Pois é, meus amigos. Vim aqui compartilhar com todos vocês um "causo" que aconteceu comigo há pouco tempo e que pode servir, também, para que vocês corram atrás de seus direitos e não se sujeitem às arbitrariedades tão comuns em nosso país, principalmente aos colegas do estado de SP.
Primeiramente, quero agradecer ao colega @zeffiro, cuja postagem Lei dos $100 - Não pague imposto que você não deve foi o que me motivou a procurar a Justiça.
Bom, vamos começar do começo.
Em abril comprei na Miniature Market um Amerigo. O total da compra (jogo + frete) ficou em USD 79,60. Já certo da tributação (e, por favor, não usem o termo "taxa" ou "taxado", que é algo completamente diferente) devido ao tamanho da caixa, separei os 60%.

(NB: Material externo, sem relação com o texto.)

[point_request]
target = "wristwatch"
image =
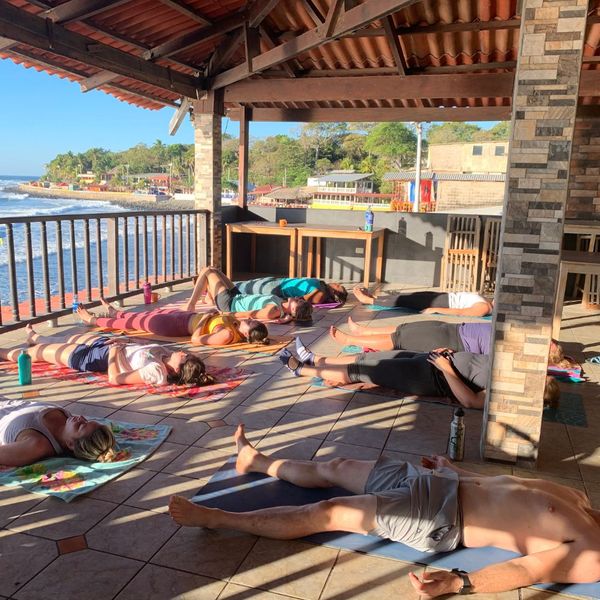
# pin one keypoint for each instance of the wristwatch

E não deu outra. Um mês depois da compra, em 15/05, vem o aviso da ECT. Quando entro no "Minhas Importações", quase tenho um troço: o fiscal da Receita, de maneira absolutamente arbitrária e sem qualquer motivo, decidiu naquele dia que minha compra valia R$ 390,00 e que eu devia R$ 234,02 de impostos + R$ 15,00 de tarifa de despacho postal.

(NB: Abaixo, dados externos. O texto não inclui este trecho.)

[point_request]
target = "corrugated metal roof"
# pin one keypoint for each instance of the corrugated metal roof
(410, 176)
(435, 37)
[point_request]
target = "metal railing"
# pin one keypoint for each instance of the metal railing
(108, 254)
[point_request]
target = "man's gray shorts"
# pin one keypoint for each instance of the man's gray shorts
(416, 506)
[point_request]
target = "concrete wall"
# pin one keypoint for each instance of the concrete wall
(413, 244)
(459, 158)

Minha primeira reação foi mandar devolver a remessa. Pagaria sem problemas se tivesse sido corretamente tributado, mas jamais iria pagar um valor indevido, arbitrariamente decidido por um fiscal que acordou de mau-humor naquele dia.
Foi aí que lembrei da postagem do Zeffiro, e resolvi procurar o JEF (Juizado Especial Federal), um processo muito mais simples e rápido do que parece. Os detalhes vocês vão encontrar na postagem original dele, mas fiz o seguinte:
* Usando o modelo de petição da postagem do colega, fiz a minha própria. Por via das dúvidas, pedi a um advogado para olhar e revisar a petição, caso houvesse algum erro. Você vai precisar alterar os dados e o texto, citando as particularidades do seu caso (dados pessoais, valor, nome do vendedor, etc). Não é necessário pedir ajuda a um advogado, mas é mais garantido, principalmente se você não se sente seguro. E, fique tranqüilo, advogados não mordem! 

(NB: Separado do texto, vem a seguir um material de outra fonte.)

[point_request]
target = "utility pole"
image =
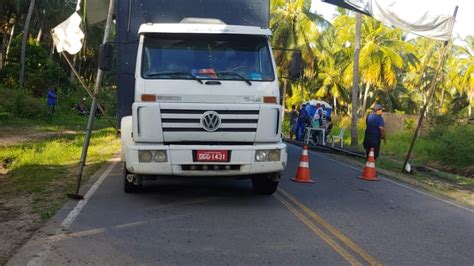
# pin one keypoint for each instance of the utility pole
(355, 83)
(430, 94)
(90, 122)
(24, 43)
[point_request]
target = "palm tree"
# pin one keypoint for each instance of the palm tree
(295, 27)
(466, 67)
(333, 60)
(23, 43)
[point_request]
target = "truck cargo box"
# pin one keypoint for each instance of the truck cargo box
(130, 14)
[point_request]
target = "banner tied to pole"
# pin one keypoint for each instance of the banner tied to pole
(68, 35)
(419, 17)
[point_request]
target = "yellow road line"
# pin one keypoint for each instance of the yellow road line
(353, 246)
(319, 232)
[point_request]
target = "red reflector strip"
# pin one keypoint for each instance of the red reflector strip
(148, 98)
(269, 99)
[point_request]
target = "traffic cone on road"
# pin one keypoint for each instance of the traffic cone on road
(369, 169)
(302, 175)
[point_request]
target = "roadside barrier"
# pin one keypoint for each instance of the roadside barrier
(369, 173)
(302, 174)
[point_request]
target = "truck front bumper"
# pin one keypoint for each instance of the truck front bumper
(180, 160)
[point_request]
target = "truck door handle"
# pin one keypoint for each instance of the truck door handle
(213, 82)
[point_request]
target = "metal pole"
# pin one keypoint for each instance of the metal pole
(355, 83)
(93, 106)
(88, 91)
(430, 94)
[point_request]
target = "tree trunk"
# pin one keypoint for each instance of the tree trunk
(364, 103)
(24, 42)
(441, 101)
(71, 75)
(469, 108)
(40, 33)
(9, 44)
(2, 51)
(355, 84)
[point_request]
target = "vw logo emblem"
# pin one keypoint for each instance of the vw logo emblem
(210, 121)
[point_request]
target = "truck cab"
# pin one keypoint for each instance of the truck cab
(206, 104)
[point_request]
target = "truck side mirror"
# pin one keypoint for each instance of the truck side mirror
(295, 66)
(105, 56)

* À minha petição juntei a fatura comercial da compra, o comprovante de pagamento (pode ser fatura do cartão, do Paypal, etc.), a notificação da ECT, a DIS (Demonstrativo de Impostos e Serviços, que é o documento que você baixa no "Minhas Importações" com o valor a pagar), o rastreio do objeto, comprovantes de documentos e de endereço.
Na petição pedi a isenção da tributação e da tarifa, além de antecipação da tutela (isto é, solicitei que a mercadoria fosse entregue antes da sentença final, pois a data limite para devolução da mesma seria 15/06). Também me ofereci para fazer o depósito em juízo do valor total.
* Levei toda essa papelada ao JEF de São Paulo para dar entrada e fazer a atermação, mas alguns Estados permitem que você faça tudo isso pela internet, sem necessidade de comparecer pessoalmente.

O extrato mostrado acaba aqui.